By Steven Stajich
Behold the power of nature as manifested in Hurricane Harvey. At one point, coverage of the storm switched from reporting the rainfall levels in inches to talking about it in feet. In the run-up to the storm making landfall every newscaster became Bob Dylan advising that a hard rain was gonna fall, and it did.
Pictures and video revealed dramatic situations such as the level of water on streets almost touching traffic lights. People were seen climbing out windows and into rescue boats, many of those provided by good citizens who volunteered to help evacuate those in need.

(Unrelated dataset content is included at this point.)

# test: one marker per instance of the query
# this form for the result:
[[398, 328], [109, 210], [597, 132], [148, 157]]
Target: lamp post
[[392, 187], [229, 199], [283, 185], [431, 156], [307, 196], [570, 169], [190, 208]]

Perhaps one of the most affecting images was that of nursing home residents sitting in wheelchairs, the water in their building almost to their waists; disabled seniors waiting to be rescued and taken to higher and drier locations. And at the time of this writing, even more rain was expected.
It’s too early to assess the job done by FEMA and other agencies in response to the disaster. But there’s no question that those who stayed in their homes later needed all the help they could get. Did they get it from our current President? It was revealed that, just weeks before Harvey hit Texas, the current President signed an executive order rolling back the standard for infrastructure in flood prone areas. As observed by the website Politicus USA, even at the time of the President’s action “experts and non-Republicans condemned the executive order as short-sighted, petty, stupid, and potentially deadly.”
Or as we’ve come to know it, business as usual for the current administration. Having close at hand the memory of George W. Bush’s fiasco in handling the crisis in Louisiana after Katrina appears to have had no effect on the President’s action. As recently as last Sunday, the current President tweeted “Now experts are calling Harvey a once in 500 year flood!” But then, it’s not much of a jump from denying climate change to denying that there will ever be another hurricane like Katrina, or that that kind of hurricane will only create havoc once every 500 years.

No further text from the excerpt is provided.